Пытаюсь представить Адама у мольберта с кисточками или за пианино во фраке, и не получается.
— У моей комнаты с тарелкой борща никто не стоял, но я не смог пойти против семьи и вырваться из нее. Возможно, моя бунтарская жизнь закончилась бы печально и некрасиво.
— То есть у нас есть неиллюзорный шанс вдвоем задавить Ваню? Так? Ты к этому ведешь?
— Я не буду скрывать, что у меня есть в голове образ идеального сына, — тихо отзывается Адам, — и личный сценарий его детства, юности и зрелости, но что-то, мне подсказывает, что реальность будет другой.
— Да, она точно будет другой. Сценарии с детьми не работают. И у Вани и мои гены есть, Адам. И… это же… Короче, это — туши свет. Если они проснутся…
— Если мы вдвоем можем все испортить, то у нас должен быть шанс этого избежать, — Адам хмурится.
— Раз мне от тебя не избавиться, то придется этот шанс искать, — нервно поглаживаю кожаную обивку сидения.
— Нет, не избавиться, — Адам кивает и смотрит перед собой. — И у тебя и без Вани не было бы вариантов.
— Пусть Ваня будет. Я уже и представить себя без него не могу.
— Я тоже.
Хочу съязвить, что маловато времени прошло для того, чтобы Адам проникся чувствами к Ване, но до боли прикусываю язык. Адам — отец моего сына, и он имеет право его любить и говорить, что Ваня ему дорог.
— Хотела какую-то гадость сказать? — приподнимает бровь.
— Так заметно?
— Да.
— Даже синяк не спасает?
— Нет.
— Да, — я опускаю взгляд, — я хотела сказать гадость. Но я ведь сдержалась.
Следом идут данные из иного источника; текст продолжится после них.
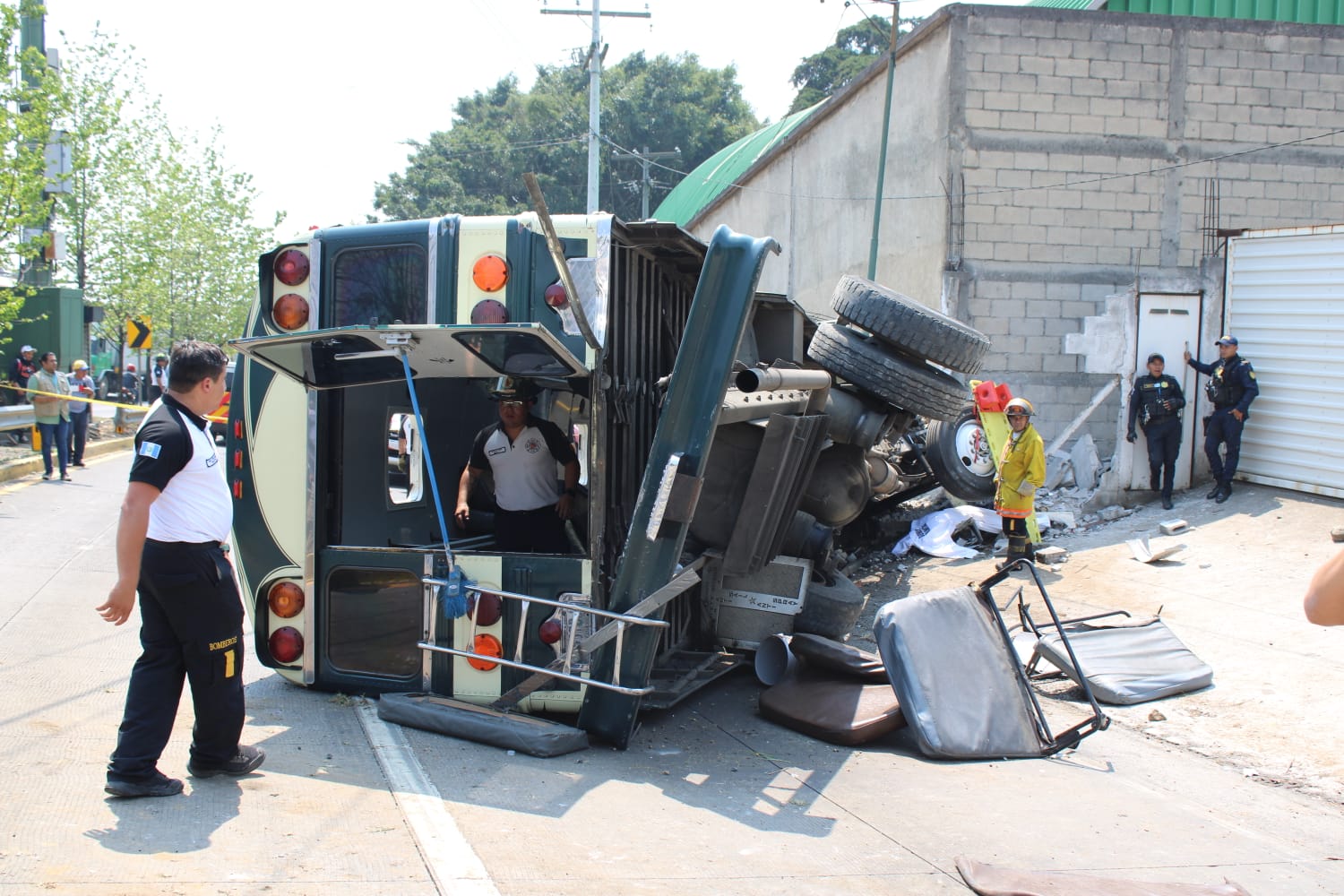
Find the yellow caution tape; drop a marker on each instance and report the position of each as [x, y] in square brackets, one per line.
[77, 398]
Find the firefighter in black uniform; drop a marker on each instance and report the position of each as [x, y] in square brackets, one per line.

— Когда женщина говорит гадости, ее надо целовать, — неожиданно говорит Алексей, задумчиво глядя на дорогу.
— Тогда их не отучить от оскорблений, — Адам недоуменно смотрит на его затылок.
— Поправочка, не за всякие гадости надо целовать.
— Так за какие целовать?
— Сердце подскажет, — Алексей хмыкает. — Иногда в женских оскорблениях так и сквозит просьба их заткнуть и поцеловать.
Адам переводит на меня взгляд, с угрозой щурится и шепчет:
— Я все твои гадости так и расцениваю.
— Предлагаю помолчать, — чувствую, как краснеют мои уши.
— Молчание женщины — тоже часто призыв к действию, — Алексей легко посмеивается.
— Я вынужден согласиться, — Адам кивает.
— Так, а что женщине надо сделать, чтобы ее оставили в покое? — сердито обращаюсь к Алексею.
— Некоторые женщины сами по себе всегда к чему-то призывают. К поцелуям, ошибкам, глупостям… Таких, по-хорошему, надо обходить стороной, но это практически невозможно.
— Согласен, — Адам не отрывает от моего лица взгляда, — невозможно.